So goes life in Nebraska.
Sitting now on the deck,
that same husband and I with matching laptops, I’m listening to the crackly
sounds of fireworks – actually eager for darkness when we’ll quietly shoot off
a few before retiring.
Previous years we’ve blown things up with friends. Tonight
with a jetlagged husband recently returned from a trip to China, we’re just
hanging out. I’m hopeful he’ll be alert enough to join friends and me at a
showing of Jaws at the vintage
theater downtown tomorrow night.
In the summer of 1975, I saw Jaws in a theater in Sault Ste. Marie, Michigan on my first-ever
movie date. An old dear high school friend asked me recently on Facebook how I
can remember that.
Honestly, I can’t remember anymore what day of the week it
is. Chances are, though, if you ask me where I was a month ago or 40 years ago
– I can tell you.
Keenly interwoven in the memories that unreel in my mind
like home movies is a sense of place.
This morning while Skyping with our older son – employed in
his ‘first ‘big boy’ job in Seoul, Korea, said son mentioned wanting to climb
mountains there before moving on to his next adventure. Already I can’t
remember the exact reference but he mentioned something about being a child of
Arizona. He was born in Flagstaff, which rises 6900 feet above sea level. We
moved to West Virgina when he was only two-and-a-half, but before leaving the
southwest we went on one memorable hike where he climbed up and down nearly 200
steps at a national monument minutes from our home.

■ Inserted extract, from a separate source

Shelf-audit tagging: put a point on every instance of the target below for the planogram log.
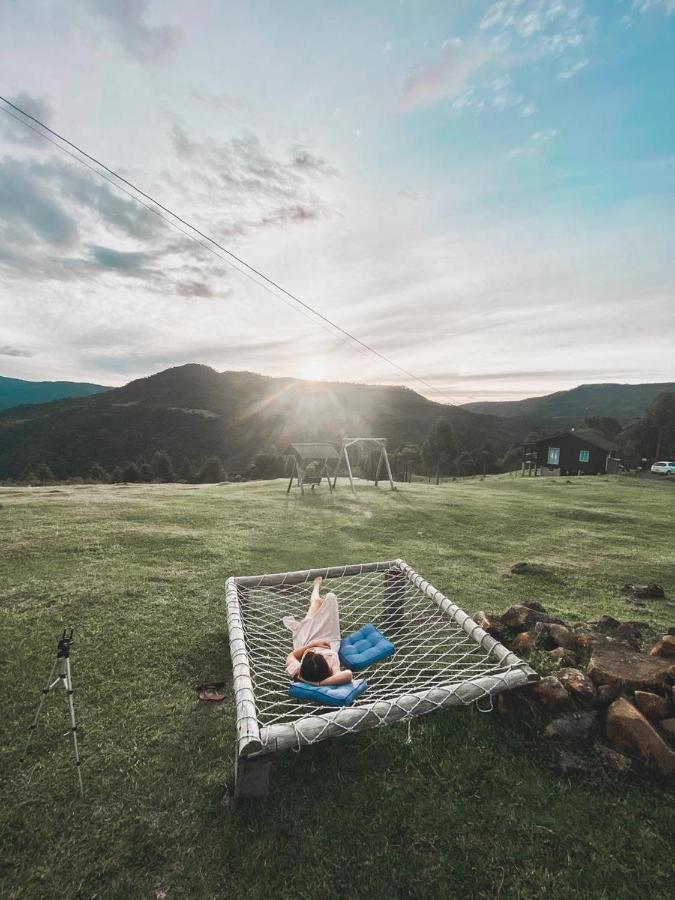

I was born in Michigan and lived there 20 years, spent eight-and-a-half
years in Iowa, five-and-a-half in Arizona, 15 in West Virginia (where our
second son was born), and now tomorrow marks five years smack dab in the middle
of the country – Nebraska. The math adds up I think.
Missing every place I’ve been and embracing every place I am
is what I do.
In addition to remembering – always remembering.